Visiting the school and interacting with current studies as well as talking with faculty members of your area of interest.


Decisions in life are rarely black in white, especially when it comes to where you will spend the next years of your life getting an educatio, mine definitely was. Although it can be a lond an rduous process, college searching is fun. My advice is to see all that you can see before making a decision, take as many tours as you can, talk to as many current students and alumni as possible, because they ar the ones who will give you an impression either way as a group. Many student at my school really enjoy it, and that was the number one deciding factor for me. Think positive, get educated, and put in the search time, because finding the right school is worth it.


Always visit the campus before you decide to go there. You can tell a lot about the school from the students that go there. Also, I would suggest talking to some of the students other than the ones that give you the campus tours. Look at the facial expressions and demeniors of the students, this will show you if the student body seems more or less up beat. When you speak to the financial aid consultants make sure that you talk to them about the additional costs like parking stickers or having to pay for meals on the weekends.


If you are looking for a school it is best to already imagine yourself being there. You already know yourself pretty well by this stage in your life. Take a look at the school's web page and get some information. If you can really see yourself fitting there then one of the best things you can do is a campus visit before you commit. Seeing the school first hand and a little bit of how it functions can be helpful in the decision making proccess. All that aside, know that no matter what you think you're in for in college, the experience will be more than you can imagine. College really is a great time.


works for me.


Finding the right college is a tricky process. The advise I would give college seeking students would be to visit the college. Take advantage of the college's recruitment programs. Visiting the college gives the student an idea of what the atmosphere feels like and may indicate his/her preferences. Small universities and large universities have both possitives and negatives. When one does decide on their college of choice, it is very important for the student to become involved. Join as many clubs as possible. It not only prepares you for life after college, but it allows you the opportunity to interact with your peers, peers that may become life long friends.

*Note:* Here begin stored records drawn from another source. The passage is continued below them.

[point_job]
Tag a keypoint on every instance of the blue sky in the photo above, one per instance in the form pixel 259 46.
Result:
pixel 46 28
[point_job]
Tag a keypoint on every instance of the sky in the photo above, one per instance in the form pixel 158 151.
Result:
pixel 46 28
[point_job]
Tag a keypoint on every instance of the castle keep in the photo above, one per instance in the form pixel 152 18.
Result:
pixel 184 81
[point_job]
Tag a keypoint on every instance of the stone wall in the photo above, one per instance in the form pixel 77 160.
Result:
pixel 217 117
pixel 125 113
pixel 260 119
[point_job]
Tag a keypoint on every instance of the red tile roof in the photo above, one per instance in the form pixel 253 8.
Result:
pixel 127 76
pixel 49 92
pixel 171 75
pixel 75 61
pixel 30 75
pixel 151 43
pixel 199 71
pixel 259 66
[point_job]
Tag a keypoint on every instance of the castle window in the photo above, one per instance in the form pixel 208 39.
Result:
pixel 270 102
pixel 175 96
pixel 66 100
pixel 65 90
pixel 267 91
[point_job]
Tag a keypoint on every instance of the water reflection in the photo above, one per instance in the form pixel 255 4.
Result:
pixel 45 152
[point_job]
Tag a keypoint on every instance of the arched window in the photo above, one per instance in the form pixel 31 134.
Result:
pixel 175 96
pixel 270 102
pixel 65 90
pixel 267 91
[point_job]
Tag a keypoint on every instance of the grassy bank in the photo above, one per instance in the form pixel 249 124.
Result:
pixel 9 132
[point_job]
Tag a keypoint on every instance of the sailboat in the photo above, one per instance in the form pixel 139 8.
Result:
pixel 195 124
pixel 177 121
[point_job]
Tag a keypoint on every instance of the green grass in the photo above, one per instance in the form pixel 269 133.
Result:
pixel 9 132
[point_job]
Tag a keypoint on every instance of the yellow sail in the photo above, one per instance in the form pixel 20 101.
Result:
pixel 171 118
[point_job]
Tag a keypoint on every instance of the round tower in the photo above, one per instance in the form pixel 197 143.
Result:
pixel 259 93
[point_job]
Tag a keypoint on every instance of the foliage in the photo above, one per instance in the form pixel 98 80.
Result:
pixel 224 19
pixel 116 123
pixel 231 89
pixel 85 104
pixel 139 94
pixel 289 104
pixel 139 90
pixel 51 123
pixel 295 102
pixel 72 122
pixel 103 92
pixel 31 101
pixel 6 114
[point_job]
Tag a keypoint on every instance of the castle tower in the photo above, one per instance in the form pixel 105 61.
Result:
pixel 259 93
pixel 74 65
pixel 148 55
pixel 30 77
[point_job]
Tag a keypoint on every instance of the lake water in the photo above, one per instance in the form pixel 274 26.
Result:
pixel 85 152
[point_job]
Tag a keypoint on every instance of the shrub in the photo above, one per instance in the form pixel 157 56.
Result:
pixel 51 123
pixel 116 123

To find a school that will best fit what they want out of school, that will work for them finacially and academically.


I would say, do not underestimate the smaller campus. It is important to remember that without the large campus, there are fewer students, hence better education opportunities. It is easier to meet people in such a situation, and you feel like you are part of a community, rather than just a faceless individual within a huge population. More important than the size of the campus, I would say make sure that you are in a location that you like, and that you will be able to persue the degree of your choosing at your college of choice. Make sure that the location is congruent with a location that you would enjoy living in. A great education is important, but also remember that you must choose an environment in which you will be content and succeed.


The prospective students should really look at the school they're thinking of attendingas well as the town and surrounding area rather than just scanning it quickly. Also, keep in mind that if you study and do your homework during the day, you can hang out with your friends all night without worry.


You'll know if you've found the right school. It just grabs you with good feeling and contentment. Finding the right school for your personality and individual needs is absolutely key. Find a school that offers good academics yet has a great campus and town life....being in the pristine outdoors really makes things nice too when you're in need of escape from school.